Unlike conventional TA, PA is mainly characterized by respiratory symptoms[5]: dyspnea(68% to 83%), cough (20% to 66.7%), hemoptysis(20% to 57%), and chest pain (17% to 48%)[5,12–13].Our patient had cough and chest pain, which is consistent with previous reports, but she also had a large unilateral pleural effusion. Using "Takayasu arteritis" and "pleural effusion" as keywords, we retrieved 5 related papers in the Wanfang, CNKI, and PubMed databases, and compiled the data of the 5 patients reported in the literature (Table 1)[14–18].Combining the data from both literature and this case,it can be summarized that TA with pleural effusion is more frequent in women and has a fairly large age span. The patients under 45 years of age may have fever and be easily misdiagnosed as tuberculosis,while those over 45 years of age tend to have pulmonary artery involvement and present with respiratory and chest pain manifestations. The most commonly involved artery is the subclavian artery,which may be vasodilated proximally.
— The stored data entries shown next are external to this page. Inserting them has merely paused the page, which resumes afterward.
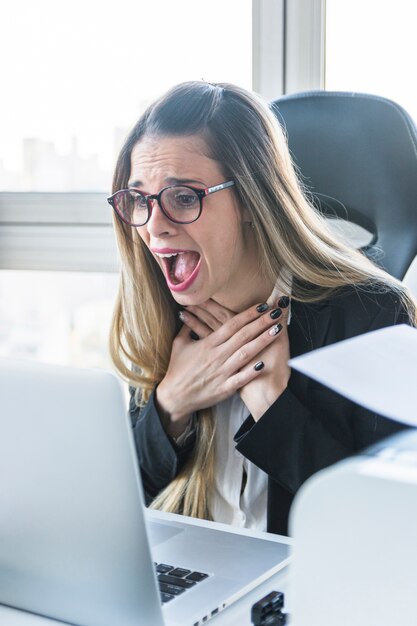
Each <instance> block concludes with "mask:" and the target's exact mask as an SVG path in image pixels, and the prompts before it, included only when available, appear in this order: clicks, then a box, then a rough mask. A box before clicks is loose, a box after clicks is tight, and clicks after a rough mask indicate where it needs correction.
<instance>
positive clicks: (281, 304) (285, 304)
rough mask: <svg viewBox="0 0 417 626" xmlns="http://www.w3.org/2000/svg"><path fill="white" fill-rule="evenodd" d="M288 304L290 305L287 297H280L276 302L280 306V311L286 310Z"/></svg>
mask: <svg viewBox="0 0 417 626" xmlns="http://www.w3.org/2000/svg"><path fill="white" fill-rule="evenodd" d="M289 303H290V299H289V297H288V296H282V297H281V298H280V299H279V300H278V306H280V307H281V308H282V309H286V308H287V306H288V305H289Z"/></svg>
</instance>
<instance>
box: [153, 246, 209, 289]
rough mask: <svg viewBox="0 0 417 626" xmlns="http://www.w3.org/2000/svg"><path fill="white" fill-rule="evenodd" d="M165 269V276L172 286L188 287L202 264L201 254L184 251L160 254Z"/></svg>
mask: <svg viewBox="0 0 417 626" xmlns="http://www.w3.org/2000/svg"><path fill="white" fill-rule="evenodd" d="M158 256H159V257H160V258H162V262H163V264H164V267H165V276H166V277H167V281H168V284H169V285H170V286H180V285H184V286H186V285H187V286H188V284H189V283H190V280H191V281H192V280H193V279H194V277H195V276H194V275H196V272H195V271H196V269H197V267H198V265H199V262H200V254H199V253H198V252H196V251H195V250H184V251H181V252H171V253H166V254H160V253H159V254H158Z"/></svg>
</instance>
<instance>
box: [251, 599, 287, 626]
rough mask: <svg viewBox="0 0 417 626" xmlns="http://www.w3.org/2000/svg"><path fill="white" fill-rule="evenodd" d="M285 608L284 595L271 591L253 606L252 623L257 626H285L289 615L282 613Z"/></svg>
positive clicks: (282, 612)
mask: <svg viewBox="0 0 417 626" xmlns="http://www.w3.org/2000/svg"><path fill="white" fill-rule="evenodd" d="M283 608H284V594H283V593H282V592H281V591H271V593H268V595H267V596H265V597H264V598H262V599H261V600H258V602H255V604H254V605H253V606H252V611H251V620H252V623H253V624H254V625H255V626H284V625H285V624H286V623H287V614H286V613H283V612H282V609H283Z"/></svg>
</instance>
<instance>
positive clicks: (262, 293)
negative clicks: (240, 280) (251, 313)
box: [214, 273, 276, 313]
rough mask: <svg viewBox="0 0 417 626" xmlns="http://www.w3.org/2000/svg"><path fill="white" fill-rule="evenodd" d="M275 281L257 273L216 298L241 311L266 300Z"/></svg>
mask: <svg viewBox="0 0 417 626" xmlns="http://www.w3.org/2000/svg"><path fill="white" fill-rule="evenodd" d="M275 282H276V281H275V280H273V281H272V280H268V279H267V278H265V277H261V276H260V275H259V273H256V274H254V275H253V276H248V277H247V280H246V281H245V285H243V286H239V287H238V288H237V287H235V288H231V289H230V290H228V292H227V293H225V294H224V295H223V294H219V295H218V297H215V298H214V299H215V300H216V302H218V303H219V304H221V305H222V306H224V307H226V308H227V309H230V310H231V311H234V312H235V313H240V312H242V311H245V310H246V309H248V308H249V307H250V306H254V305H255V304H260V303H262V302H266V301H267V300H268V298H269V296H270V295H271V293H272V290H273V288H274V286H275Z"/></svg>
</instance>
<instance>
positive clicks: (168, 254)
mask: <svg viewBox="0 0 417 626" xmlns="http://www.w3.org/2000/svg"><path fill="white" fill-rule="evenodd" d="M155 254H156V256H159V257H161V258H165V259H167V258H169V257H172V256H178V255H179V254H184V252H167V253H166V254H161V253H160V252H155Z"/></svg>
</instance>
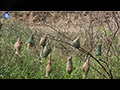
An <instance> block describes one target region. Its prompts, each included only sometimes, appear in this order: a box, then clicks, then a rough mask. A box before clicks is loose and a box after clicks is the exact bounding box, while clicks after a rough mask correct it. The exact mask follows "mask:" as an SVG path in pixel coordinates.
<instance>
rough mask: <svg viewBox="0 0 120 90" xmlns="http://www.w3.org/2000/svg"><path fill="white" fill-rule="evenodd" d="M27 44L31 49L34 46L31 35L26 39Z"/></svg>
mask: <svg viewBox="0 0 120 90" xmlns="http://www.w3.org/2000/svg"><path fill="white" fill-rule="evenodd" d="M27 43H30V46H31V47H33V46H34V43H35V41H34V38H33V35H31V36H30V38H29V39H28V41H27Z"/></svg>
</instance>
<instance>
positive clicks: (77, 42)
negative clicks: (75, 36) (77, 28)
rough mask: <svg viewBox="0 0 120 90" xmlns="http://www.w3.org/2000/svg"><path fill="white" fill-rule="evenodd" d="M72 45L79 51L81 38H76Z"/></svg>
mask: <svg viewBox="0 0 120 90" xmlns="http://www.w3.org/2000/svg"><path fill="white" fill-rule="evenodd" d="M72 45H73V47H75V48H77V49H79V48H80V42H79V38H76V39H75V40H73V41H72Z"/></svg>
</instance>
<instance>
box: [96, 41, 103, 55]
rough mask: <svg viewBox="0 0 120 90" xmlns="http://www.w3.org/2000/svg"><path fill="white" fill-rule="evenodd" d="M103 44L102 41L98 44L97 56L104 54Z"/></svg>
mask: <svg viewBox="0 0 120 90" xmlns="http://www.w3.org/2000/svg"><path fill="white" fill-rule="evenodd" d="M101 46H102V44H100V43H98V44H97V50H96V56H100V55H102V54H101Z"/></svg>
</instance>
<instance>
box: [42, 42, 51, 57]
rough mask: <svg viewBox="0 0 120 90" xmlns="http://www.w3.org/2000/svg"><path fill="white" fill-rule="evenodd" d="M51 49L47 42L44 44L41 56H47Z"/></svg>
mask: <svg viewBox="0 0 120 90" xmlns="http://www.w3.org/2000/svg"><path fill="white" fill-rule="evenodd" d="M51 51H52V49H51V47H50V45H49V44H48V43H47V44H46V46H45V47H44V49H43V55H42V56H43V58H45V57H47V56H48V55H49V53H50V52H51Z"/></svg>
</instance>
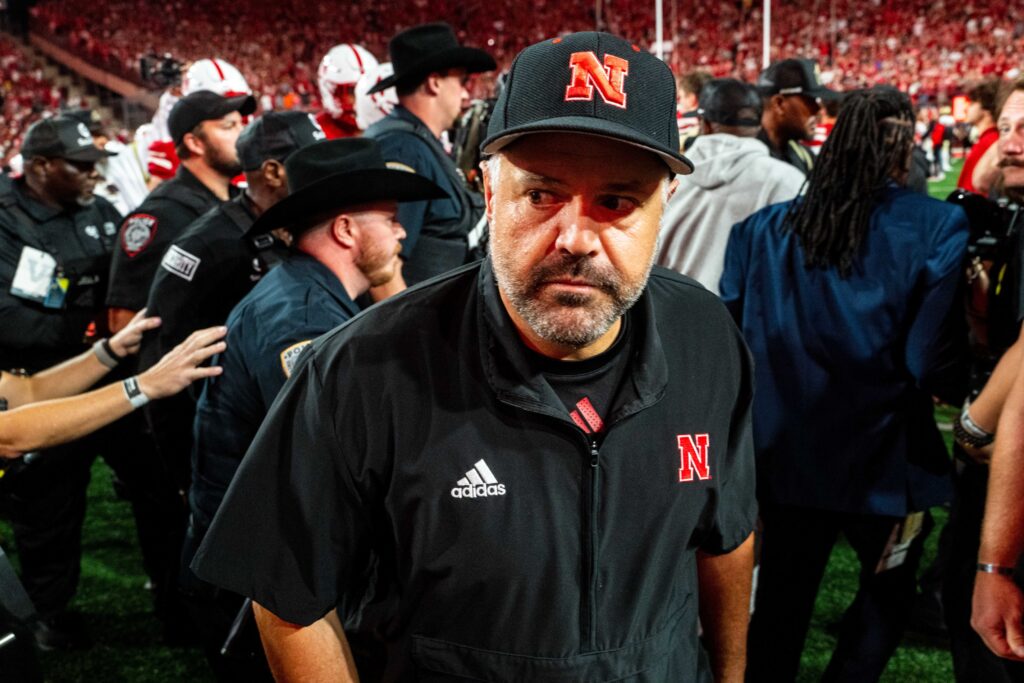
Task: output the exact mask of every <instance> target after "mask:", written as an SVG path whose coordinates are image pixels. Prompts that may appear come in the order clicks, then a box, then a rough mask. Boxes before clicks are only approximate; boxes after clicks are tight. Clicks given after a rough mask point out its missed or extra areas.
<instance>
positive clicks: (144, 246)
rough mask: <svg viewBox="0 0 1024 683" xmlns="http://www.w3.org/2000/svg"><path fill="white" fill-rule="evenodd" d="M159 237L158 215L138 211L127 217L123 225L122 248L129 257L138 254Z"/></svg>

The most common site is the left side, and the nature is exudative, ranging from small to large amounts.Unilateral pleural effusion may be related to pleural irritation due to pathological changes in the vessels anatomically proximal to the large arteries on the left side of the thorax[16–17].

Table 1 Data of five TA patients with unilateral pleural effusion

The production of pleural fluid comes mainly from the filtration of the wall pleura capillaries, while the absorption of pleural fluid depends on the reabsorption of the pleura wall (under normal conditions, the role of the dirty pleura in the circulation of pleural fluid is smaller)[19]. Pleural fluid production and absorption are normally in a dynamic equilibrium, and when disturbed in some pathological conditions, pleural effusion is formed. The etiology of pleural effusion varies, and in general, the first step in diagnosis is to determine whether the nature of the effusion is transudative or exudative. Exudative pleural effusions are usually prioritized as pneumonia,tuberculosis, or malignancy[20]. When looking for causes, we often focus on common causes and miss rare or uncommon causes. In this paper, we report a rare clinical presentation (unilateral pleural effusion)of a rare disease (i.e., TA), and review the relevant literature to summarize the general characteristics of such a disease, hoping to improve clinicians'knowledge and understanding of TA and pleural effusion. However, because there are few relevant reports, the etiology and specific pathogenesis cannot be clarified, and more clinical data and research support are needed.